The Problem (or: Why I Started This)
Release notes live in this awkward middle ground. Developers need technical accuracy. Users need clarity about what changed and why they should care. Executives want the business impact. Writing one version that satisfies all three? That's basically impossible, so most teams pick one audience and hope for the best.
Meanwhile, the source of truth—your Git history—is already there. Commits exist. PRs exist. The information is right there. We just need to translate it.
What I Built
Proseflow connects to your GitHub repo via OAuth and does three things:
- Pulls commits and PRs from a date range you specify
-
Generates 3 different versions of your changelog using GPT-4o-mini:
- Developer tone: Technical, includes PR links, highlights breaking changes and dependencies
- User tone: Feature-focused, explains benefits, avoids jargon
- Executive tone: Business impact, metrics, strategic wins
- Displays them side-by-side so you can pick what works, remix, or use as a starting point
No manual parsing.

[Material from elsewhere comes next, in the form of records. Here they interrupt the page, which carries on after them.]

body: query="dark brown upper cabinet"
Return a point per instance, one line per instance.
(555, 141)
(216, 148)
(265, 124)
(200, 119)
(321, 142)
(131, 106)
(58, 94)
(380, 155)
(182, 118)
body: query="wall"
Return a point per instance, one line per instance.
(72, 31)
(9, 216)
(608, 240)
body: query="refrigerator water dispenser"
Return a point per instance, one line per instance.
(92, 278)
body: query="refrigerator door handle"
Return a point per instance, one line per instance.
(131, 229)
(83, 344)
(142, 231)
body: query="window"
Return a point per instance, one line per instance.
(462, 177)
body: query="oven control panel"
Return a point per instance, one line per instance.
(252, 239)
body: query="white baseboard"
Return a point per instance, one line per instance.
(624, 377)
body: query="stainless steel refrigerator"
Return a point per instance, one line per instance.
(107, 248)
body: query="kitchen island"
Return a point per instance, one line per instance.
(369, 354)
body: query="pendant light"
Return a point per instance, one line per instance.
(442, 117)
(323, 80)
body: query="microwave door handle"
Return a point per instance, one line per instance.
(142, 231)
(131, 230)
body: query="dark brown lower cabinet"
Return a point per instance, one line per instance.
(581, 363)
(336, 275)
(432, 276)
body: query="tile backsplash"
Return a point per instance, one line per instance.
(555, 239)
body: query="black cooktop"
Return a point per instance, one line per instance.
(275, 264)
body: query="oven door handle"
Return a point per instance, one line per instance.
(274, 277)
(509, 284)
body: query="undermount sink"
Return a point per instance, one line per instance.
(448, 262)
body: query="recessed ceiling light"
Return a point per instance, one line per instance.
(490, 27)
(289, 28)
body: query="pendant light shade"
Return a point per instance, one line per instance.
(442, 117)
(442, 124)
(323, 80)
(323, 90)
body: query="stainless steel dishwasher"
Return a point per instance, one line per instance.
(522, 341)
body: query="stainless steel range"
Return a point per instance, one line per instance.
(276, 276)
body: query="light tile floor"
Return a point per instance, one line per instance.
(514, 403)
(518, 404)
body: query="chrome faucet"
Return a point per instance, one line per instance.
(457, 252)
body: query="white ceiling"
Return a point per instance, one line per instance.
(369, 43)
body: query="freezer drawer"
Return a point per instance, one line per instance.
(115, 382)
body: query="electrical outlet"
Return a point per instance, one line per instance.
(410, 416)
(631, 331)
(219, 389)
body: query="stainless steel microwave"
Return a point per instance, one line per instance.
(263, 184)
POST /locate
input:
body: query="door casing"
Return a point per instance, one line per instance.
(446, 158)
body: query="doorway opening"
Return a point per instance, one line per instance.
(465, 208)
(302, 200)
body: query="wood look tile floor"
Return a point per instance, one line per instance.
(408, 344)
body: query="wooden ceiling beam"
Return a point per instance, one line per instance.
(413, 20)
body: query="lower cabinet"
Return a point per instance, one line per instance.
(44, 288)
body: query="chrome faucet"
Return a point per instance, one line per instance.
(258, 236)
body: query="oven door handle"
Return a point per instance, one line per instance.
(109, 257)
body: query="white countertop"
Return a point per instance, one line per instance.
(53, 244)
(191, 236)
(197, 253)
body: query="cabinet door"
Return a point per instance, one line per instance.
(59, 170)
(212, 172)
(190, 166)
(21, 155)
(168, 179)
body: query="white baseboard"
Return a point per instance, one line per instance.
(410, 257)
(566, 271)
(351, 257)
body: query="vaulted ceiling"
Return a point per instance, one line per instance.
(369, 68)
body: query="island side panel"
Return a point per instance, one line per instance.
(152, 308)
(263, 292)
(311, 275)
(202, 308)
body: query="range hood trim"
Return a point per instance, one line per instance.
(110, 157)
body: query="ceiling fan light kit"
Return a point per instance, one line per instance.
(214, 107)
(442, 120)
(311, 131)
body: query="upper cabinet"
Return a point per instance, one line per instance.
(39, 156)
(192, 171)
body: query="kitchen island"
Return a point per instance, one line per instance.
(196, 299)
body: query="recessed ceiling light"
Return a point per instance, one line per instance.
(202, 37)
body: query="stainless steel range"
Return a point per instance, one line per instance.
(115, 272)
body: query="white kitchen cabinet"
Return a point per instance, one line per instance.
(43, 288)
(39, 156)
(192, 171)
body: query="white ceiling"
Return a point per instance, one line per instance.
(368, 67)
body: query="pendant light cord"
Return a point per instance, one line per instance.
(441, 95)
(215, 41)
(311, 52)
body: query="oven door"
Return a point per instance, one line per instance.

No jumping between tools. You hit generate and get three polished changelogs in seconds.
The whole thing is free. No credits needed, no paywalls. Just connect your repo and start generating.
Try It Now
https://proseflow-v1.vercel.app
It takes ~2 minutes to connect via GitHub OAuth and generate your first changelog. Perfect if you've got a release coming up or just want to see how it handles your commit history.
What I'd Love Your Feedback On
- Which tone is most useful for you? Do you actually need all three, or would a subset be better?
- Tag ranges vs. date ranges? Right now you pick a date range. Would it be better to generate changelogs between git tags/releases instead?
- Which integrations matter most? I'm thinking about adding Slack/Notion/Linear exports. What would actually save you time?
- What else is broken about writing release notes? If you've got a process you hate, I want to hear about it.
The Stack (Brief Version)
- Frontend: Next.js + Tailwind
- Backend: Next.js API routes
- AI: GPT-4o-mini via OpenAI API
- Auth: GitHub OAuth
- Hosting: Vercel
Kept it simple so I could ship fast and iterate based on feedback.
This is a working prototype, not a polished product. I expect rough edges. If you find bugs or have ideas, please leave a comment — I'm actively reading.
What's your biggest pain point with release notes? Does this solve it, or am I missing something obvious?